A plot showing the changepoint that occurred at the time of the recent emissions scandal

In [21]:
fig = plt.figure()
fig.set_size_inches(16, 10)
plt.plot(all_dates[change_points[-3]:], all_data[price_type].values[change_points[-3]:], 'g', label = 'Stock Price - {}'.format(price_type))

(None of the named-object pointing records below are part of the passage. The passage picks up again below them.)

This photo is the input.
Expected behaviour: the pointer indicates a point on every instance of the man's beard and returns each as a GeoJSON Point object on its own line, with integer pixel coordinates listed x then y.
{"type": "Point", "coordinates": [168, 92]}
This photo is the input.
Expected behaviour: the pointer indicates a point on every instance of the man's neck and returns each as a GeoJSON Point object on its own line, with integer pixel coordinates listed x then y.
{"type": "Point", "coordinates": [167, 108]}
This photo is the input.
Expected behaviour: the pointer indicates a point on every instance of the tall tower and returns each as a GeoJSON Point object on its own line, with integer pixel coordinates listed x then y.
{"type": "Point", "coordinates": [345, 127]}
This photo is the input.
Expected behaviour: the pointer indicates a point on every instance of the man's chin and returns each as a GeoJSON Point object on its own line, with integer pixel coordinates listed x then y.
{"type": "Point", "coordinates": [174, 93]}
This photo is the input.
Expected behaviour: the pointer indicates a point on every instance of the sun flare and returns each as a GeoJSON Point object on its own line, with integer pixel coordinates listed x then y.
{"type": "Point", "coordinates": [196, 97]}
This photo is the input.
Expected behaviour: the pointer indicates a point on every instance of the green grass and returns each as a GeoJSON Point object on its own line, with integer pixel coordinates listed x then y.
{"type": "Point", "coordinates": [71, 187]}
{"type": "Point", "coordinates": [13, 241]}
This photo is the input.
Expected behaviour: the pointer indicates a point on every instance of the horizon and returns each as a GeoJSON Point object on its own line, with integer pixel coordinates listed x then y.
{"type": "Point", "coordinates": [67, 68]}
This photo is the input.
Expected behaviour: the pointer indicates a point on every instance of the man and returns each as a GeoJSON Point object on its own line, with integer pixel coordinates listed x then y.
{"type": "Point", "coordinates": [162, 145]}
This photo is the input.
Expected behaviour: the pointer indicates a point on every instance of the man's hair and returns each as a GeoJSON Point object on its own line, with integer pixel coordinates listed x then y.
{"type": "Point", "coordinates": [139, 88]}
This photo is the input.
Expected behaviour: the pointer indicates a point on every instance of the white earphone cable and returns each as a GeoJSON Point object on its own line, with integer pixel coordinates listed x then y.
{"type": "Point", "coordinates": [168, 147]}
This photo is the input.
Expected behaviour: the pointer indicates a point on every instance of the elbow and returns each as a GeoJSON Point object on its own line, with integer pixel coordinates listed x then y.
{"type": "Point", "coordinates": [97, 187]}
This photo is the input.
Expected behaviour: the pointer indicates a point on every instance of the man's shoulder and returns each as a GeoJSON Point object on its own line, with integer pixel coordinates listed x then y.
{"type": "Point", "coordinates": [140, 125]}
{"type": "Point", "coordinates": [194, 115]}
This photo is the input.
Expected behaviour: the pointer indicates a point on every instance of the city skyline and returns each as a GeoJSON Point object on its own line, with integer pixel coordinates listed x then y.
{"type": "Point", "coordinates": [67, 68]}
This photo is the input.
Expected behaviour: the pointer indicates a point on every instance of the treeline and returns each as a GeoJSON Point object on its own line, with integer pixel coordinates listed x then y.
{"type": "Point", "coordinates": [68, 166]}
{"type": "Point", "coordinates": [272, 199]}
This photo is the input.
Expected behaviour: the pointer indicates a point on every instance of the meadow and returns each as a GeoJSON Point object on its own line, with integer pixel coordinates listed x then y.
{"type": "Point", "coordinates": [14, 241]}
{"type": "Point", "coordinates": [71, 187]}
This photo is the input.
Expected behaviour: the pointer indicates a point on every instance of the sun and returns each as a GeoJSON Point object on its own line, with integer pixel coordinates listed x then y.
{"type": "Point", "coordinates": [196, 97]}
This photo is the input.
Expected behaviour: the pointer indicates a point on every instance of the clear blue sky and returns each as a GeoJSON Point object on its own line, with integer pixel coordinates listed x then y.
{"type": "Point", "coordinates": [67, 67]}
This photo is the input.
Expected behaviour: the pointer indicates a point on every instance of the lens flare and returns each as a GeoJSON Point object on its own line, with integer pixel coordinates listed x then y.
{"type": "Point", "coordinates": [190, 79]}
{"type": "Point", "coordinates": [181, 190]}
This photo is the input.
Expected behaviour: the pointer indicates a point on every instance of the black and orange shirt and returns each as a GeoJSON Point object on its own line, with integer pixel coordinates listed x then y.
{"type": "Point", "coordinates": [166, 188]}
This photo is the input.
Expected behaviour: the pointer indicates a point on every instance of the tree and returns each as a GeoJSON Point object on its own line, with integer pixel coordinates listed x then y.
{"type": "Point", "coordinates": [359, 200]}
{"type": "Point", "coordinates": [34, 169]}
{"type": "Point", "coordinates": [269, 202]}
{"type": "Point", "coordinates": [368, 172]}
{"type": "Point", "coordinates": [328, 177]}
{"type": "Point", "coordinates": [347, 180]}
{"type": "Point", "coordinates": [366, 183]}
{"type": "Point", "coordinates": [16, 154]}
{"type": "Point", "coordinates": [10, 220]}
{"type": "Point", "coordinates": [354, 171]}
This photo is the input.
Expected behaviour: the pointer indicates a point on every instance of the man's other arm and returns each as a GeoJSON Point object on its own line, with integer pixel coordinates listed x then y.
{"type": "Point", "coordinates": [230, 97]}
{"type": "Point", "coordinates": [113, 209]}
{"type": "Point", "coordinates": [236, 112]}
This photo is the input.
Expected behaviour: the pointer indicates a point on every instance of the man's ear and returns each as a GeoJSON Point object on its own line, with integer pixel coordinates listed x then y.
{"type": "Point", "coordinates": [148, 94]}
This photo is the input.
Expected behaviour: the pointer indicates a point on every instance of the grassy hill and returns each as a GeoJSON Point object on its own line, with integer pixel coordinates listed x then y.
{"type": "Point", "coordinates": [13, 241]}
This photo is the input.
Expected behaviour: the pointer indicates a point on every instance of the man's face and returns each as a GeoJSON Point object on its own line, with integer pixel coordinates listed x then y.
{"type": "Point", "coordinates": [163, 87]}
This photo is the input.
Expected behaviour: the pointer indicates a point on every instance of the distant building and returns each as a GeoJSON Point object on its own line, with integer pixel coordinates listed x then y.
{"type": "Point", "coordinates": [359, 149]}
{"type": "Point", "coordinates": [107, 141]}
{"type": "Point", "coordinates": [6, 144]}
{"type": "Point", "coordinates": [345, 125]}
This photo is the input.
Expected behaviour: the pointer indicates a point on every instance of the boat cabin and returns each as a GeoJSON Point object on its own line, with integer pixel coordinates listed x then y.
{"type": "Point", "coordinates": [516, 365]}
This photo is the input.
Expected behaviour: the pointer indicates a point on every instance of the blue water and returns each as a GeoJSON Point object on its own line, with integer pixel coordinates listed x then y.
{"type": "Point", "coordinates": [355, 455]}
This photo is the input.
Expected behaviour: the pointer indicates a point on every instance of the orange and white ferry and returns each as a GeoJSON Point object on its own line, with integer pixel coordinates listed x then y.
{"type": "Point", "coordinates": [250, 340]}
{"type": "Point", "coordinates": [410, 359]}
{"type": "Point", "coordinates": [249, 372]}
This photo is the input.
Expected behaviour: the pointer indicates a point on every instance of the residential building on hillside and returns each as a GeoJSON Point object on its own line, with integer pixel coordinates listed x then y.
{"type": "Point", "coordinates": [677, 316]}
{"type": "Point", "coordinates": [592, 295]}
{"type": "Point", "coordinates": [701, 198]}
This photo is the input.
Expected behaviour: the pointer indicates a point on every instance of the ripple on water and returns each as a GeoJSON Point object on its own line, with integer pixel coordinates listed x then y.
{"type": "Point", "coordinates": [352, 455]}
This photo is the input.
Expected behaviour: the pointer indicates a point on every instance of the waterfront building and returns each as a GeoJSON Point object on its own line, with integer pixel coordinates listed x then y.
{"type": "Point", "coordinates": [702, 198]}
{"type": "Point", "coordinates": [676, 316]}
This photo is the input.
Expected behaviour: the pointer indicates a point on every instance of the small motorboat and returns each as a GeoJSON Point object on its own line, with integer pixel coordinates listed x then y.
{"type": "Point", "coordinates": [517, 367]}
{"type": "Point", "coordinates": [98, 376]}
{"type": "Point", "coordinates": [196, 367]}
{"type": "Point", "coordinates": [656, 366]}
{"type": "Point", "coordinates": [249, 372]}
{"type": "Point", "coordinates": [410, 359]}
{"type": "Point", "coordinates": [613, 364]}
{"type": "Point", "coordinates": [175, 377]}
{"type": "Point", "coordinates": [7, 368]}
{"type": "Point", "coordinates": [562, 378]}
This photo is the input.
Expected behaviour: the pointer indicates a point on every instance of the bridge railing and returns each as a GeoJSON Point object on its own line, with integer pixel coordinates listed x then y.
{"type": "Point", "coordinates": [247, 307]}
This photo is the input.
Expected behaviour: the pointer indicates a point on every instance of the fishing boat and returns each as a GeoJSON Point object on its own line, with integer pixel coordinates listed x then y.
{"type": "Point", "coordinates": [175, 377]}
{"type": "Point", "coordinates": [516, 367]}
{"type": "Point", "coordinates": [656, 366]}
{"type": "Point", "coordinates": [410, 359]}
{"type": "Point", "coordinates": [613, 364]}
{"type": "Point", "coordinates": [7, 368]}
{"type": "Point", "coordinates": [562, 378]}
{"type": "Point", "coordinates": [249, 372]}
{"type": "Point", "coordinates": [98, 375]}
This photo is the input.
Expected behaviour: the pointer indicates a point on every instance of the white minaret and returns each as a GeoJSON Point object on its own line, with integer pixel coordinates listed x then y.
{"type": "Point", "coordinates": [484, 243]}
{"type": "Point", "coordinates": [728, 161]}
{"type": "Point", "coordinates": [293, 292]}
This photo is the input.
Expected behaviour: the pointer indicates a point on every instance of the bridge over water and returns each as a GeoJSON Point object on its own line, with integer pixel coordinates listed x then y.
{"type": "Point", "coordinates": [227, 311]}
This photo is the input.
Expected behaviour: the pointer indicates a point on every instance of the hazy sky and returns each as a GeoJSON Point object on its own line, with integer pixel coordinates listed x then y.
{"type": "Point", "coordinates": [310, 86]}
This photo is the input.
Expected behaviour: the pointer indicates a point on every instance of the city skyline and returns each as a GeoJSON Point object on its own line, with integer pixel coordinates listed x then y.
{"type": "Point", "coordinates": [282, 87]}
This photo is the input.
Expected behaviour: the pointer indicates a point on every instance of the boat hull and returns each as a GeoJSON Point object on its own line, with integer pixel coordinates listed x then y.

for change_point in change_points[-3:]:
    plt.axvline(all_dates[change_point], color = 'r')
plt.axvline(all_dates[change_point], color = 'r', label = 'Changepoints')
plt.step(all_dates[change_points][-3:], mean[-3:], where='post', label='Mean')
plt.title('Volkswagen Stock Price with Interpolated Values and Changepoints')
plt.legend()
plt.ylabel('Euro '+u"(\u20AC)")
plt.xlabel('Date')
plt.show()
In [22]:
print("The change point occurs on the {}.".format(all_dates[change_points][-3:][1]))
The change point occurs on the 2015-09-21 00:00:00.